The CDC has recognized the importance of not just having protocols, but making them easy to use. “One of the things that’s important is that we have practical solutions,” Frieden said in a Monday press conference. “We’re looking at the ways to do this most safely and easily.”

Protocols can be incredibly powerful and important documents in healthcare. Atul Gawande has written extensively about the importance of checklists, and how a simple set of guidelines can go a long way. In one experiment he writes about, intensive care units who followed checklists decreased infections rates by one third in just three months.

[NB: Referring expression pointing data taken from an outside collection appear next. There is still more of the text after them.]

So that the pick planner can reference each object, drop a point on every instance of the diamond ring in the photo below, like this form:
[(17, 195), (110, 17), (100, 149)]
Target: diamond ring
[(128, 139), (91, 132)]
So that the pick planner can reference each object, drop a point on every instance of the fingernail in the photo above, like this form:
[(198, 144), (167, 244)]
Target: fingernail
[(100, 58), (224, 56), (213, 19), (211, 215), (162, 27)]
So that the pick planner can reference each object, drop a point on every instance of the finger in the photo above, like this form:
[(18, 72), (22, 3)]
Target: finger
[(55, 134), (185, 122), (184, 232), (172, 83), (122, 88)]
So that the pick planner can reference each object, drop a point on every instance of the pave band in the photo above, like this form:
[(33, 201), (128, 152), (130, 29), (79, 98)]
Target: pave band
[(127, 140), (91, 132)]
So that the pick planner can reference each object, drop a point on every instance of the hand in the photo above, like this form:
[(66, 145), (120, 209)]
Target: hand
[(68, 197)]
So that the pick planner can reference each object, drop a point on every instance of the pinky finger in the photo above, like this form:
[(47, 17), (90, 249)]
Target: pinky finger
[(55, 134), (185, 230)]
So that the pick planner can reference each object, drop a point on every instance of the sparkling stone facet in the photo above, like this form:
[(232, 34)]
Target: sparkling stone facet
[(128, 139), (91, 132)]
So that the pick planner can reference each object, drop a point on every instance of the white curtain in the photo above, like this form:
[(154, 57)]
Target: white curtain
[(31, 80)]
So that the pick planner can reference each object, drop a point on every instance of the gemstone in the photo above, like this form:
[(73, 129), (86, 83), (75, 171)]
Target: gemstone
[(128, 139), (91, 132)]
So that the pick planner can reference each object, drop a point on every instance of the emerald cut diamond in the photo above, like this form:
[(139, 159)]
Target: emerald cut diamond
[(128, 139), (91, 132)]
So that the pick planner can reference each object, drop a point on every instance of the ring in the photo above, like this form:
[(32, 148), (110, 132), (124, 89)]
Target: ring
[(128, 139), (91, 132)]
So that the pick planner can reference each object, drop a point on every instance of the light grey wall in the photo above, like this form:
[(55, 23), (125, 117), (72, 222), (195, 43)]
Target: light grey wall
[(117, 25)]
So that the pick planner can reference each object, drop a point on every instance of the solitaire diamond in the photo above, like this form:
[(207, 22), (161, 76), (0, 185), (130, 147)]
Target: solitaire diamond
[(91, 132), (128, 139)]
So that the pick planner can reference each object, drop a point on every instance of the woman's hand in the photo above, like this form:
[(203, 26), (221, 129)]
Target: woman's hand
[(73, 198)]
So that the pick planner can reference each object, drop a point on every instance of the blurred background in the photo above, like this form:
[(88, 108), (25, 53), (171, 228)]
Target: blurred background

“It’s true of cardiac care, stroke treatment, H.I.V. treatment, and surgery of all kinds,” Gawande writes. “It’s also true of diagnosis, whether one is trying to identify cancer or infection or a heart attack. All have steps that are worth putting on a checklist and testing in routine care.”

It is undeniably good that the CDC has a checklist for how to put on the protective gear needed to treat Ebola patients. It’s less good, however, that the protocol is difficult to follow and leaves space for human decisionmaking — and thus space for dangerous human error.